College social work student ‘passionate about helping others’ accused of fatally shooting teenager
A college man who was known as a mentor to at-risk youth is accused of killing a teenager, authorities said.
On Oct. 2 around 1:30 a.m., Maliek Rasheid-Rodney Hargrave, a 24-year-old Western Michigan University social work student, was outside a home in Kalamazoo when he got into an altercation with Jason Whetstone, 18.
Whetstone’s girlfriend told Kalamazoo Department of Public Safety officers that the two men are allegedly in rival gangs and Hargrave asked about Whetstone and became aggressive toward her, according to a probable cause affidavit, MLive.com reported.
An eyewitness claimed people told a man matching Hargrave’s description to put down a gun he allegedly was holding, but he refused, according to the affidavit.
When Whetstone approached his girlfriend and Hargrave, the document states, Hargrave allegedly shot him in the neck.
Whetstone was pronounced dead at a local hospital, and police arrested Hargrave the following day on one count each of open murder and felony firearm.
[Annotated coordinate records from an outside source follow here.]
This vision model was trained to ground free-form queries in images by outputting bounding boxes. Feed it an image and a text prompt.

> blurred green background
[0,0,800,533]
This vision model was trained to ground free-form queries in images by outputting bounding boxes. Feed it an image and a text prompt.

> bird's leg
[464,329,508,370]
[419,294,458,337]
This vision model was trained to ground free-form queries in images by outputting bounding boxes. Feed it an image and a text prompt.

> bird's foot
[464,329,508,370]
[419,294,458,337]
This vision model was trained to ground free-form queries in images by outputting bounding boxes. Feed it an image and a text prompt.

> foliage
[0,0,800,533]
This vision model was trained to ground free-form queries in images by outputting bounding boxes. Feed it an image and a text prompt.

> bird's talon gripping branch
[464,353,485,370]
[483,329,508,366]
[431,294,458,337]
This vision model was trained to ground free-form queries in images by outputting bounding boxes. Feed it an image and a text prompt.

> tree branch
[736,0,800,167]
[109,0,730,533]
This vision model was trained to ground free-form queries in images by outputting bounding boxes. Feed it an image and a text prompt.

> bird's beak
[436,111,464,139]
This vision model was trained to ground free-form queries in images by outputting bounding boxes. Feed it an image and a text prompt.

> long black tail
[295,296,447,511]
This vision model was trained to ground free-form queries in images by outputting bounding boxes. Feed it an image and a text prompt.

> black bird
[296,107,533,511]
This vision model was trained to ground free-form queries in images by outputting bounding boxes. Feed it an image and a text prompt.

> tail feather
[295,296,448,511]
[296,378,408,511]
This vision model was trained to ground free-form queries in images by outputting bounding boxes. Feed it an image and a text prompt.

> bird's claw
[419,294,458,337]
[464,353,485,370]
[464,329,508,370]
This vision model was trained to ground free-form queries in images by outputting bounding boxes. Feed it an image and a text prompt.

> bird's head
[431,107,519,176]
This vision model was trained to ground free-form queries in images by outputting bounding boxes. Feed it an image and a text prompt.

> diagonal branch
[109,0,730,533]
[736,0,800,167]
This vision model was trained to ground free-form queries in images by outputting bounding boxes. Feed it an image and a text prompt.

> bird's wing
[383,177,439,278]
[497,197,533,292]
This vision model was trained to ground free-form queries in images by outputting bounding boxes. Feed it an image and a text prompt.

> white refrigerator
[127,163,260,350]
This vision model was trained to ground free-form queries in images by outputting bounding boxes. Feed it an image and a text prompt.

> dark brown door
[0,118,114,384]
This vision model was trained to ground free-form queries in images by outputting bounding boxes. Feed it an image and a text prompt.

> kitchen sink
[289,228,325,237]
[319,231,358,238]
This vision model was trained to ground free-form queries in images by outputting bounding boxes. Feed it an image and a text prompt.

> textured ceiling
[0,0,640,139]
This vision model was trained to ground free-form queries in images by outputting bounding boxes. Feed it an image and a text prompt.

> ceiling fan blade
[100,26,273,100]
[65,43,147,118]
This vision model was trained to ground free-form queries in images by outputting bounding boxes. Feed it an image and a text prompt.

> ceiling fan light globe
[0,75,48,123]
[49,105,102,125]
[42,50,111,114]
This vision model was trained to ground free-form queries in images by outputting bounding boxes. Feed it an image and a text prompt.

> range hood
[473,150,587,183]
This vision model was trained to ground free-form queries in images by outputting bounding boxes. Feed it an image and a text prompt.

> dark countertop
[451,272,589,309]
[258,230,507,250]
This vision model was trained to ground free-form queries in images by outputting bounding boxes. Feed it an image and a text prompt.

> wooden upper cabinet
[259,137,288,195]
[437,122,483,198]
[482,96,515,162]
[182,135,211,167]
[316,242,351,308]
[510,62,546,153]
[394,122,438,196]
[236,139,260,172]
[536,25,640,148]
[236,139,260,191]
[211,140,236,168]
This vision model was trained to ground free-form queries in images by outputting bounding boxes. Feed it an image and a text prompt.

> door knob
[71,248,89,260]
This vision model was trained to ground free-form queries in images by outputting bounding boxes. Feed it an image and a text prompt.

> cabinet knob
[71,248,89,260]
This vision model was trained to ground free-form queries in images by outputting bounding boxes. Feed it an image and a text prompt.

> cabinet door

He was being held without bond at the Kalamazoo County Jail.
In a Western Michigan University profile about the murder suspect posted in August, Hargrave talked about how he was nearly paralyzed when shot in the neck in a random December 2020 attack.
“I've been through the worst of the worst. I definitely was not supposed to be anywhere near where I'm at now,” he told the publication. “I'm passionate about helping others better themselves. We all face challenges in life that we sometimes feel we can't get through; I want to be that driving force that breaks down those barriers and challenges that interfere with human growth.”